Aomine turned, gritting his teeth. He'd already lost points for Gryffindor in the morning after another fight with Kagami outside the common room after he'd forgotten his books and Kagami had refused to lend him his. If he fought again in class, the professor would not be as lenient. He grumbled and shouted Spongify at the rock. The rock promptly deflated.
Later, Sakurai ran up to him clutching some magazines and detailed descriptions of the Muggle game 'basketball' and began sputtering out explanations as Aomine paged through them slightly stupefied. He hadn't expected Sakurai to produce any sort of results and said so.

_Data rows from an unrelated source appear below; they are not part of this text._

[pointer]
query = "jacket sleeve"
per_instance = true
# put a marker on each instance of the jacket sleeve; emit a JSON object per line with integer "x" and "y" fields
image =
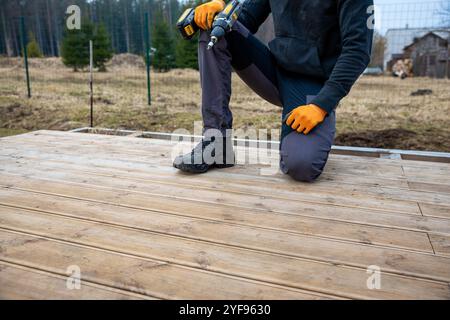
{"x": 356, "y": 36}
{"x": 254, "y": 13}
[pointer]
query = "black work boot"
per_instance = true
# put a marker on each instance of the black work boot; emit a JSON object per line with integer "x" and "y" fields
{"x": 206, "y": 155}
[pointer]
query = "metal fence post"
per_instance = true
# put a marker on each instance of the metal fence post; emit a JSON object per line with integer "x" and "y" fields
{"x": 91, "y": 80}
{"x": 25, "y": 53}
{"x": 147, "y": 57}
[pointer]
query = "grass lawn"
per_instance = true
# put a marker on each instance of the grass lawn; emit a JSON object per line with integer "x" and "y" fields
{"x": 379, "y": 112}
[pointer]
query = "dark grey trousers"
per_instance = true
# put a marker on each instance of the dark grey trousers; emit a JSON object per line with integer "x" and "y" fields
{"x": 303, "y": 157}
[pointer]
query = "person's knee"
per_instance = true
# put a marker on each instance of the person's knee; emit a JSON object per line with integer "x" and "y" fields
{"x": 304, "y": 168}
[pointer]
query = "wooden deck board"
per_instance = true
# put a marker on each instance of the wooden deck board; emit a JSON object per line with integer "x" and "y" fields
{"x": 139, "y": 229}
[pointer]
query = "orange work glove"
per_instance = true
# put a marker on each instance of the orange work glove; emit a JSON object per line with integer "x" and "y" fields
{"x": 205, "y": 13}
{"x": 305, "y": 118}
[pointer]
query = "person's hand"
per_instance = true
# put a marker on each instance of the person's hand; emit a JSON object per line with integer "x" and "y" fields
{"x": 305, "y": 118}
{"x": 205, "y": 13}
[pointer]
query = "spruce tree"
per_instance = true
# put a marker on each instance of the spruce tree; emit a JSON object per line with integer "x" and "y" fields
{"x": 164, "y": 56}
{"x": 75, "y": 46}
{"x": 102, "y": 48}
{"x": 186, "y": 53}
{"x": 33, "y": 49}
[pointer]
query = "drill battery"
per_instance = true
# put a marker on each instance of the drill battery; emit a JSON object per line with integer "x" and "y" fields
{"x": 186, "y": 24}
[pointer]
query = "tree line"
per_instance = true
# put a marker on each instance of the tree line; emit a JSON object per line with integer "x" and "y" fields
{"x": 121, "y": 21}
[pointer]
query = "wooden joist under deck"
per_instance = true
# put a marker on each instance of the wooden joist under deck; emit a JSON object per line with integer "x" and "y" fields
{"x": 138, "y": 229}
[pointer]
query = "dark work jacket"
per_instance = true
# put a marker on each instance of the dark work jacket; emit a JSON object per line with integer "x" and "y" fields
{"x": 330, "y": 40}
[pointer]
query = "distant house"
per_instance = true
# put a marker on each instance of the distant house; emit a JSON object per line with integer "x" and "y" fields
{"x": 430, "y": 55}
{"x": 396, "y": 40}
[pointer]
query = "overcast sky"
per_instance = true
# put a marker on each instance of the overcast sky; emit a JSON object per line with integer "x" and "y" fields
{"x": 414, "y": 13}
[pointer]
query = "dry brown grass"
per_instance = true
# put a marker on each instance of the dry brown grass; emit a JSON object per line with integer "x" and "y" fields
{"x": 379, "y": 112}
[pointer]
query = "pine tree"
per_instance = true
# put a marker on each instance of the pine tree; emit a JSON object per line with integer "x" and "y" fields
{"x": 102, "y": 48}
{"x": 164, "y": 57}
{"x": 33, "y": 49}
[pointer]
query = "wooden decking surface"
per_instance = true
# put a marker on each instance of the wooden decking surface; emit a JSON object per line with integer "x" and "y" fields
{"x": 137, "y": 229}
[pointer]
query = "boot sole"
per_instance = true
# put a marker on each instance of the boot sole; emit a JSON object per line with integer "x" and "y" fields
{"x": 190, "y": 169}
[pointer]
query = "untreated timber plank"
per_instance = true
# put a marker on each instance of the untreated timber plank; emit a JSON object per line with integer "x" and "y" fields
{"x": 298, "y": 193}
{"x": 250, "y": 202}
{"x": 22, "y": 283}
{"x": 278, "y": 269}
{"x": 433, "y": 210}
{"x": 137, "y": 274}
{"x": 251, "y": 171}
{"x": 285, "y": 222}
{"x": 337, "y": 252}
{"x": 151, "y": 151}
{"x": 441, "y": 244}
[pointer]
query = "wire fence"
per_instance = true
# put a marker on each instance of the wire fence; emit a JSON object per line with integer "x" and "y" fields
{"x": 411, "y": 43}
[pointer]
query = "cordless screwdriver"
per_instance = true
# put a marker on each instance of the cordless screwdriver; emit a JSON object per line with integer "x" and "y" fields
{"x": 223, "y": 22}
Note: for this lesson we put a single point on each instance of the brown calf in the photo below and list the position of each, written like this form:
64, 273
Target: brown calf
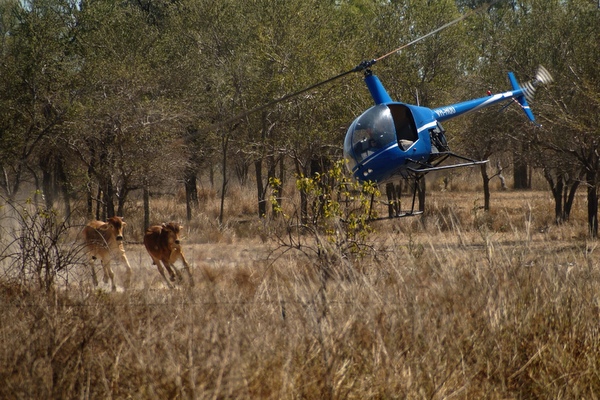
163, 245
103, 240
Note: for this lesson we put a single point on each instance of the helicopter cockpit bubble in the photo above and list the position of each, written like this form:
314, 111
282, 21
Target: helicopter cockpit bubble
370, 132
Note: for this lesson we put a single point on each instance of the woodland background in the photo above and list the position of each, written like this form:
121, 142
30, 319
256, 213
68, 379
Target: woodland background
108, 102
117, 107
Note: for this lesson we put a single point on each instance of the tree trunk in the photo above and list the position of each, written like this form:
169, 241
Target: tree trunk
109, 205
224, 148
421, 189
260, 189
64, 186
520, 173
485, 179
592, 198
191, 191
146, 197
568, 199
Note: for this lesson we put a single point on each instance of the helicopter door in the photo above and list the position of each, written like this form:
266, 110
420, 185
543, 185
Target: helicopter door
405, 126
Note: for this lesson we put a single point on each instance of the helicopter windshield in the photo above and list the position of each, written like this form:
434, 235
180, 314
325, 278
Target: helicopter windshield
369, 133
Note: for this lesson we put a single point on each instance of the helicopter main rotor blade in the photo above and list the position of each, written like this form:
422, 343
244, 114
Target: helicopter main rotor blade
360, 67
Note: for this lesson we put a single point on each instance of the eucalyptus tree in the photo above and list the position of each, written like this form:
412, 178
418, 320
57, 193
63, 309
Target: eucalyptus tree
126, 120
37, 77
572, 46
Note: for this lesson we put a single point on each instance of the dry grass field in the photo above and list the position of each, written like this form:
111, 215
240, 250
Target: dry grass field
457, 304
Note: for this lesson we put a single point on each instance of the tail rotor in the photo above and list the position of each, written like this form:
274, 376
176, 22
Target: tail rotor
542, 77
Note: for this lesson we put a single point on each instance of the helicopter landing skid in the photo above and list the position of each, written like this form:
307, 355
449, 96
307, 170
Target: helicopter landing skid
441, 157
401, 215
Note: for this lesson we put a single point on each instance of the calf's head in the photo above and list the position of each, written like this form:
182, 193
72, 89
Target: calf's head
172, 231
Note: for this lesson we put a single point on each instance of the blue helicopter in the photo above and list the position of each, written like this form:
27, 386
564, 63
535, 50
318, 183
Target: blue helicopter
394, 139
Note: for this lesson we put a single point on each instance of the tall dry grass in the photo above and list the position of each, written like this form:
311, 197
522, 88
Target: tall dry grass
460, 304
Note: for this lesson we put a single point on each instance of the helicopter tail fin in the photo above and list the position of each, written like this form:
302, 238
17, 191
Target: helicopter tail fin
541, 77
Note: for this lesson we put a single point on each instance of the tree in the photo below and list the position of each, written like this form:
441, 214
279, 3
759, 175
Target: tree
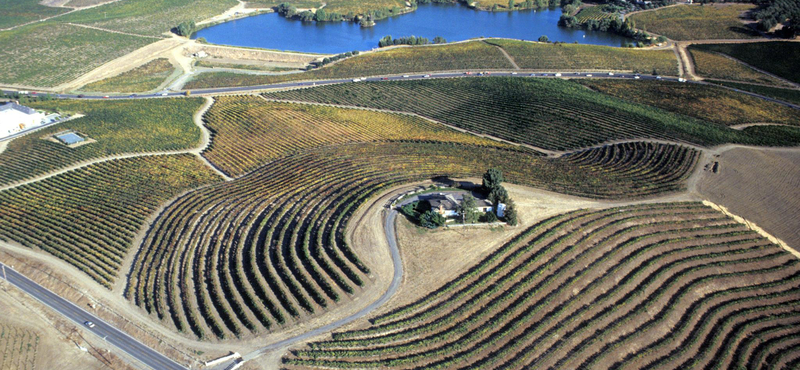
511, 213
492, 179
469, 209
431, 220
498, 195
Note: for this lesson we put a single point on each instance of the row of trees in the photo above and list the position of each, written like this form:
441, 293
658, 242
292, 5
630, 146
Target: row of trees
411, 40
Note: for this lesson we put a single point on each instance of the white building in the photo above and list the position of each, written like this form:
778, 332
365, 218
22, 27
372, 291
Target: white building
15, 118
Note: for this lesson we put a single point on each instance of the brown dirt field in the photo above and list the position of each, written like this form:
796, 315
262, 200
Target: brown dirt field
760, 185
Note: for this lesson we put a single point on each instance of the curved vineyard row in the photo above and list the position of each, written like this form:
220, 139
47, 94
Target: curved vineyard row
90, 216
551, 114
673, 285
249, 131
18, 348
122, 126
268, 249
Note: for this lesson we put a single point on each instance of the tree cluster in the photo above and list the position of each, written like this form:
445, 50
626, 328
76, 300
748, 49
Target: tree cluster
411, 40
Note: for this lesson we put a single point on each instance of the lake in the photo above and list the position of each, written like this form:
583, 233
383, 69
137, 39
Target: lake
451, 21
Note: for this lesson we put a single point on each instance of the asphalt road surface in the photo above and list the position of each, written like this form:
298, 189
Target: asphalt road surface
124, 342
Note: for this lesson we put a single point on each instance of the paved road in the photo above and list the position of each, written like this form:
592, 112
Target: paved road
417, 76
397, 278
119, 339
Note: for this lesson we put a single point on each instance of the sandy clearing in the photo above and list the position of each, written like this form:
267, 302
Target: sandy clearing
760, 185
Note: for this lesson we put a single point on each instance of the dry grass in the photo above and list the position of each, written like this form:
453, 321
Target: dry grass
51, 54
531, 55
144, 78
695, 22
709, 103
712, 65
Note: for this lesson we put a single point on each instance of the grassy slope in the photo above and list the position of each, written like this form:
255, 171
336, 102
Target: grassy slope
694, 22
779, 58
143, 78
16, 12
49, 54
708, 103
591, 57
469, 55
552, 114
149, 17
791, 96
118, 127
712, 65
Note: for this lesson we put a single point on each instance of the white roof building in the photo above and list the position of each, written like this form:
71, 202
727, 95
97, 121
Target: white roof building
15, 118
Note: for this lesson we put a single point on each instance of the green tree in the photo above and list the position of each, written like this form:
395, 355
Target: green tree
469, 209
511, 213
431, 220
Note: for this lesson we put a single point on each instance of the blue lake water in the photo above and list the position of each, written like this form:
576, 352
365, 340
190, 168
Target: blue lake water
453, 22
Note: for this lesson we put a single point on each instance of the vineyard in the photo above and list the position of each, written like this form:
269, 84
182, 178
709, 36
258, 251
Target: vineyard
467, 55
249, 131
713, 65
704, 102
560, 57
49, 54
671, 285
776, 57
130, 126
268, 249
90, 216
593, 13
143, 78
531, 111
695, 22
18, 348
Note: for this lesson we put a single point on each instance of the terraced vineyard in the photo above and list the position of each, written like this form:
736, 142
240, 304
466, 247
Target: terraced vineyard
18, 348
90, 216
704, 102
551, 114
675, 285
249, 131
131, 126
268, 249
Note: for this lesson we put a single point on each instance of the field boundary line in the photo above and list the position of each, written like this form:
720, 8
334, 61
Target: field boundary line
205, 141
752, 226
112, 31
550, 153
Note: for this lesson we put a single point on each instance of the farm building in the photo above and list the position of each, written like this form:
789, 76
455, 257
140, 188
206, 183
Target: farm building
447, 205
15, 118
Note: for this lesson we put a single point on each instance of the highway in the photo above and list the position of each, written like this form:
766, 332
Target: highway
110, 334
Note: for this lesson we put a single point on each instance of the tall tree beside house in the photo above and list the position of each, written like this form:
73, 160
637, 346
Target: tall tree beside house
431, 220
469, 210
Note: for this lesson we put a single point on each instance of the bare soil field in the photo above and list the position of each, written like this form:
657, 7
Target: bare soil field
761, 185
30, 340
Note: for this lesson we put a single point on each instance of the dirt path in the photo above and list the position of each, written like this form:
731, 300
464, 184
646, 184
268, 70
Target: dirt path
112, 31
510, 59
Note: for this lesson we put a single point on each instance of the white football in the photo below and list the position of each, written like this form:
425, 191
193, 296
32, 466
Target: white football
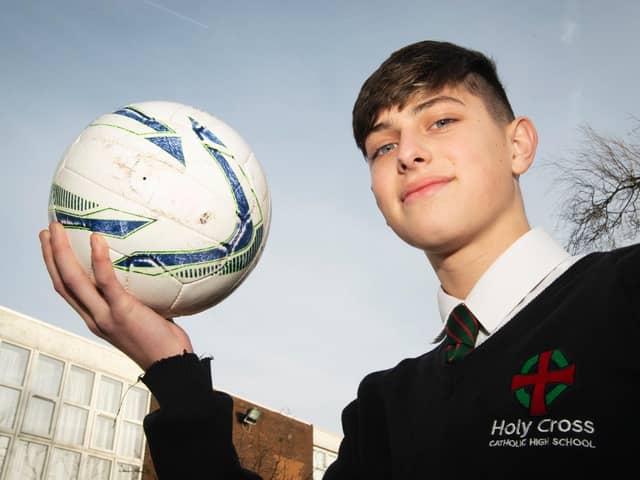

"I'm sorry," Sakurai apologized for nothing at all. It was appropriate he was placed in Hufflepuff. Aomine accepted the basketball material. Sakurai apologized again for unknown reasons.
[=]
Flying was child's play for Aomine; he'd broken into his parents' broom closet at five and by the time they'd figured it out when he was ten, he was already a relatively skilled – self-described – handler of the broom. He thought it was a good idea to try and impress the professor during their first flying lesson as first years, as a good word would go far in the Quidditch team tryouts. First years were rare on teams, but not unheard of since the instances years back, but he was confident in his raw talent and ability.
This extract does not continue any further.